El invierno ha sido derrotado y la primavera no era primavera, era verano. El verano es experto en tejer historias, en cautivar con el calor y luz del sol, en mover los tiempos de forma que lo sucedido ayer, en realidad fue antes de ayer, y lo que ocurrió hace un mes simplemente no fue.
El invierno piensa que es gélido y crudo, piensa haber nacido bajo la égida de la melancolía, destinado a ungir su retrato en el escenario de la vida. El invierno busca su origen en tiempo anteriores, huye de lo que prefiere quede envuelto con un velo en el eco del pasado. Como una nota desafinada, el invierno no sabe si ha llegado a la cúspide o apenas es el inicio de una gran y pésima obra teatral.

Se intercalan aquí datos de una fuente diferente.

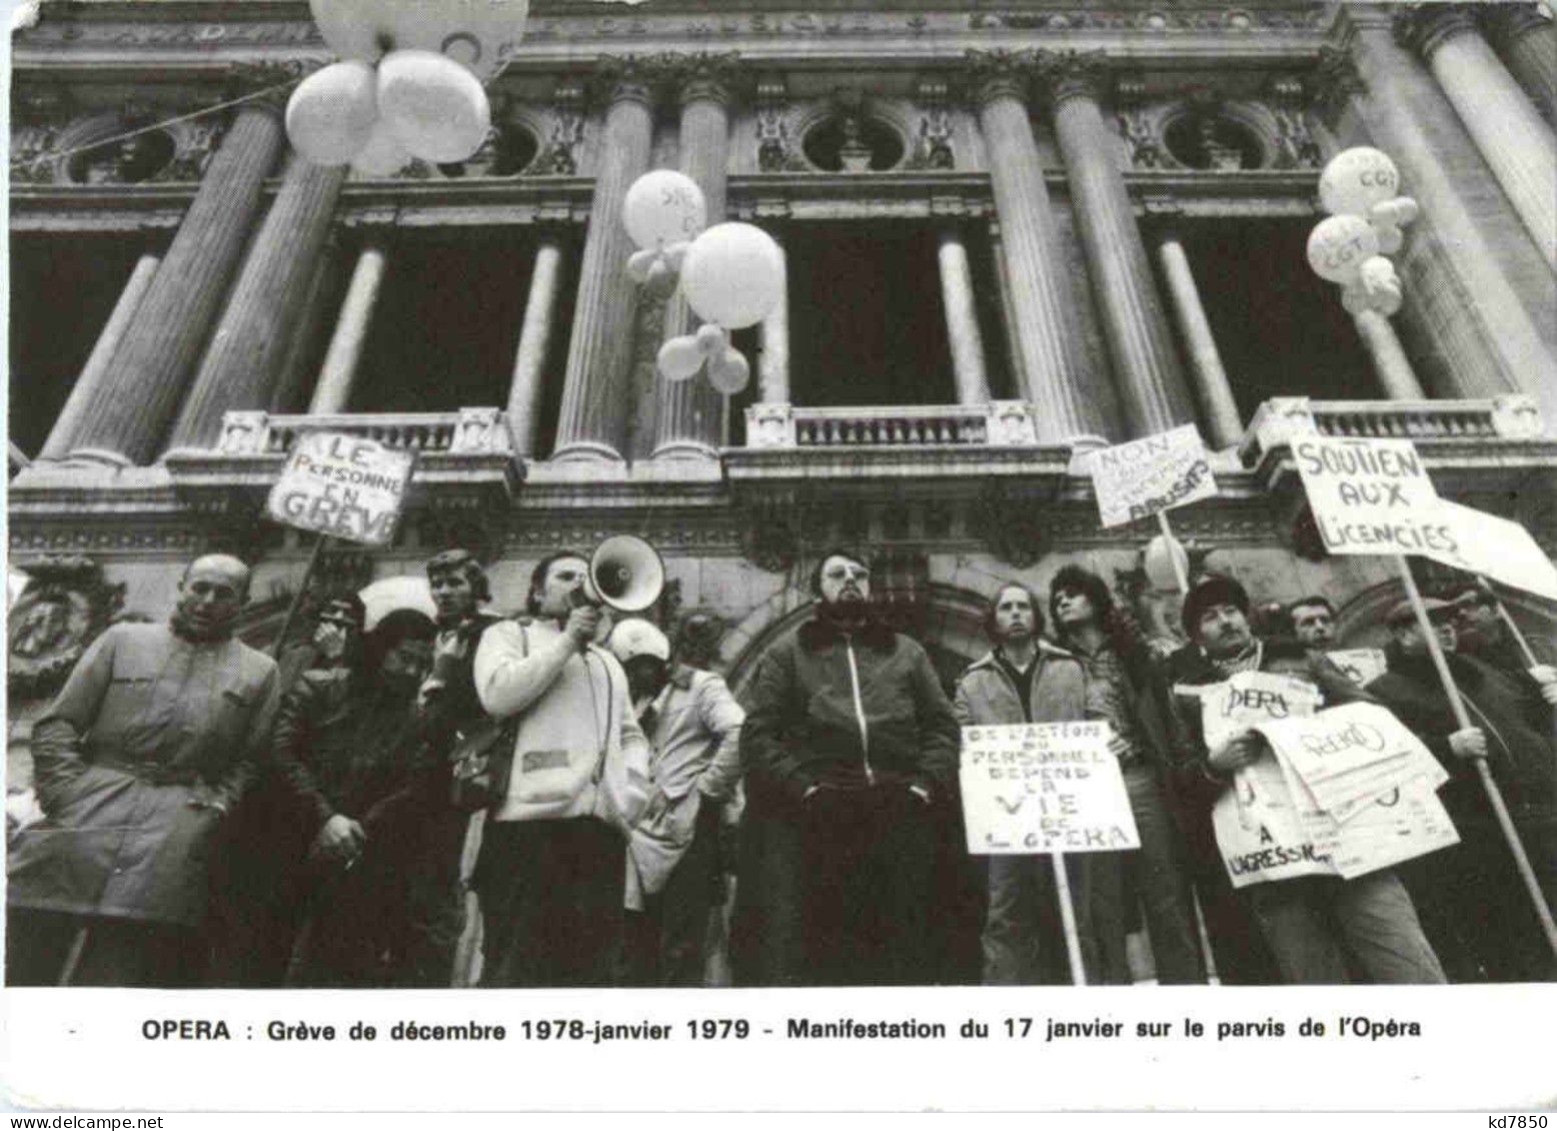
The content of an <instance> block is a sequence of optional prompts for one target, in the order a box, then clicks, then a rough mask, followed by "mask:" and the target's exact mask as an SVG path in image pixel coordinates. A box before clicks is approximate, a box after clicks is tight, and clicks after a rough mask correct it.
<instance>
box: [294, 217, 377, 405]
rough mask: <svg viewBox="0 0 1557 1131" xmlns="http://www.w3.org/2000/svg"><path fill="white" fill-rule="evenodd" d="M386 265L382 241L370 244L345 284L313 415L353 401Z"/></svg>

El verano piensa que es tan fuerte como el sol de playa, tan honesto consigo mismo como un religioso al confesarse y tan coherente como una partitura musical escrita por Vivaldi. El verano cree que el invierno está tan detrás de sí, que intenta pensar montar una gran puesta en escena donde sea la edad de hielo la que mate a todo ser jurásico, y no una lluvia de meteoritos que caen cada cierto tiempo dispuestos a matar. Porque los meteoritos están ahí para destruir, se asoman cada cierto tiempo a la tierra, como en la playa una marea indeseada que retorna con irregularidad y trae consigo la incomodidad que deja a su paso. Al día de hoy, siguen cayendo.
El invierno y el verano se encuentran en un mismo año, a una estación de distancia temporal.